Przed starem rozgrywek III ligi zespół rezerw Pogoni Szczecin został wzmocniony trzema nowymi zawodnikami. Szansę występów w granatowo-bordowych barwach otrzymali Kamil Słoma, Oskar Kalenik oraz Szymon Modrzewski.
Niespełna dwudziestoletni Słoma pierwsze piłkarskie kroki stawiał w Resovii Rzeszów. Przed dwoma laty trafił do Ruchu Chorzów, w barwach którego regularnie występował na poziomie Centralnej Ligi Juniorów U19 oraz trzecioligowych rezerw. W poprzednim sezonie utalentowany pomocnik został włączony do kadry pierwszego zespołu. Na poziomie I ligi rozegrał 21 spotkań, z czego aż czternastokrotnie wybiegał na boisko w wyjściowej jedenastce. – To bardzo szybki skrzydłowy. Pograł już trochę na poziomie zawodowym, ale w pewnym momencie znalazł się na lekkim zakręcie i jego kariera trochę wyhamowała. Postaram się pomóc mu w powrocie na właściwą drogę i liczę, że odwdzięczy się bramkami i asystami w meczach ligowych – ocenia zawodnika trener Tychowski.
Oskar Kalenik jest rodowitym szczecinianinem. Dotychczas związany był z Salosem, w barwach którego przeszedł przez wszystkie szczeble szkolenia. W ostatnim sezonie regularnie występował w drużynie juniorów starszych, która nie zdołała utrzymać się w Centralnej Lidze Juniorów U19. Przed dwoma laty utalentowany pomocnik przebywał na testach w niemieckim FSV Mainz. – Oskar świetnie czuje się z piłką przy nodze. Dużo widzi na boisku, dużo pracuje. Do tego ma niesamowite stałe fragmenty gry. Poza kwestiami czysto sportowymi zależało mi również na tym chłopaków, bo jest stąd. Ja lubię zawodników ze Szczecina i uważam, że musimy na nich stawiać i dawać im szansę – mówi szkoleniowiec Pogoni.
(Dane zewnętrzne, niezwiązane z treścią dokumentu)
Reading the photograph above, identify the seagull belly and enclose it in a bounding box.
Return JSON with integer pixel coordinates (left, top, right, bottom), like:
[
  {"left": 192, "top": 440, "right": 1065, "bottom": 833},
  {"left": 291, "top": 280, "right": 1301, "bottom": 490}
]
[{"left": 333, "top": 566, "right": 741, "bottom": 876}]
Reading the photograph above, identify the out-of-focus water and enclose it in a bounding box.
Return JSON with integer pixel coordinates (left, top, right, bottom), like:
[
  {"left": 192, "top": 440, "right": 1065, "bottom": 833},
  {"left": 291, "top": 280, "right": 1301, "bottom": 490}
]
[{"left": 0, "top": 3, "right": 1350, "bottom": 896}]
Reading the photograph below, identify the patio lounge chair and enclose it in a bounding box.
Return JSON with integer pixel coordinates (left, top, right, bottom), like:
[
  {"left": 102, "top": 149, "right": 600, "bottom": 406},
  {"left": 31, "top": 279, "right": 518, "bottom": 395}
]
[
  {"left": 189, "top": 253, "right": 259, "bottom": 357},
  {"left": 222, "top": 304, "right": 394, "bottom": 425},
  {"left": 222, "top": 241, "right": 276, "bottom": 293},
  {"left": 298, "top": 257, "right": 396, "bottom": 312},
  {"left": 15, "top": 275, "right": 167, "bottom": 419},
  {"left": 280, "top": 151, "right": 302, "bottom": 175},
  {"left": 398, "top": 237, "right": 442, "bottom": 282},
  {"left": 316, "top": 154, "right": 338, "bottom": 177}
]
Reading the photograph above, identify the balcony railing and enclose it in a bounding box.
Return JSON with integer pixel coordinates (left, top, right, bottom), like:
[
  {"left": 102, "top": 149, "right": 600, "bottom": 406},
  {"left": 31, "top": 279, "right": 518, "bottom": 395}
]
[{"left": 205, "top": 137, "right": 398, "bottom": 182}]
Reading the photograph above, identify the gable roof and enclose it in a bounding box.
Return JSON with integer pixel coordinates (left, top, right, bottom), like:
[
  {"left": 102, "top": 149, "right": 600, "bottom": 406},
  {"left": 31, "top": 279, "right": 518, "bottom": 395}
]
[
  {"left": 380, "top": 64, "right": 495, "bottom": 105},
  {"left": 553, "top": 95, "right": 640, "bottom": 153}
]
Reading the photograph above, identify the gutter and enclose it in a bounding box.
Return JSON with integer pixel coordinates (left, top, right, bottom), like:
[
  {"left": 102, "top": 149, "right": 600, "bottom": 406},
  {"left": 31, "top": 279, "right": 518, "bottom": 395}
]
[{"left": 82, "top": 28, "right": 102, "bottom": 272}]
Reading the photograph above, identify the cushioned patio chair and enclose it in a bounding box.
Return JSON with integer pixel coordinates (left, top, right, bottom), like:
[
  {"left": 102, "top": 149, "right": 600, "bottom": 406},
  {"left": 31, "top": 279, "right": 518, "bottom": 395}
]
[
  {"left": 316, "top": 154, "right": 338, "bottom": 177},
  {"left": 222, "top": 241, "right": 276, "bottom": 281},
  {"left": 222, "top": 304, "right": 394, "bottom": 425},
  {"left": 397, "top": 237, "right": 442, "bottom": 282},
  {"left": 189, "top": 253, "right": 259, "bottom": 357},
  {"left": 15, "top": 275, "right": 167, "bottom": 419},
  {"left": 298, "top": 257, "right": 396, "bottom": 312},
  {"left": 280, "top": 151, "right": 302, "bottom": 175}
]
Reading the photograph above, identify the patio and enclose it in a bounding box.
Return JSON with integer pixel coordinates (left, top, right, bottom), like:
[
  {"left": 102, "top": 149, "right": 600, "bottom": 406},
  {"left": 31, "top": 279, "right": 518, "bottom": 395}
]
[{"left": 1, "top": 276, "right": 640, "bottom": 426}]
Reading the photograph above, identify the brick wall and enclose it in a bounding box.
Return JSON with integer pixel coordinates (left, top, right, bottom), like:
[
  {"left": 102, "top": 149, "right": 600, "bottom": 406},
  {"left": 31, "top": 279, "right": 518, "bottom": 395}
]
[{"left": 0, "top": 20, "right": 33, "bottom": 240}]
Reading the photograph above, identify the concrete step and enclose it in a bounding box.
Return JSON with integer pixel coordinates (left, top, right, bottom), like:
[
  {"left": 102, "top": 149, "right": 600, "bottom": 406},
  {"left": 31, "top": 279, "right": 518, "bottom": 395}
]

Szymon Modrzewski – który w listopadzie obchodził będzie siedemnaste urodziny – od najmłodszych lat związany był z Motorem Lubawa. Pomimo młodego wieku na swoim koncie ma już debiut na seniorskim poziomie – w barwach pierwszego zespołu mierzył się na poziomie III ligi z ŁKS-em Łódź oraz Sokołem Aleksandrów Łódzki. – To młody napastnik, którego ogromną przewagą jest to, że gra nieszablonowo. Wygląda niepozornie – podejrzewam, że na sam jego widok obrońcy rywala nie będą drżeli – ale ma dużą łatwość w dochodzeniu do sytuacji strzeleckich i zdobywaniu bramek – tłumaczy trener Tychowski.
Cała trójka trenowała z drużyną rezerw od początku okresu przygotowawczego. W pięciu meczach kontrolnych łącznie strzelili siedem bramek.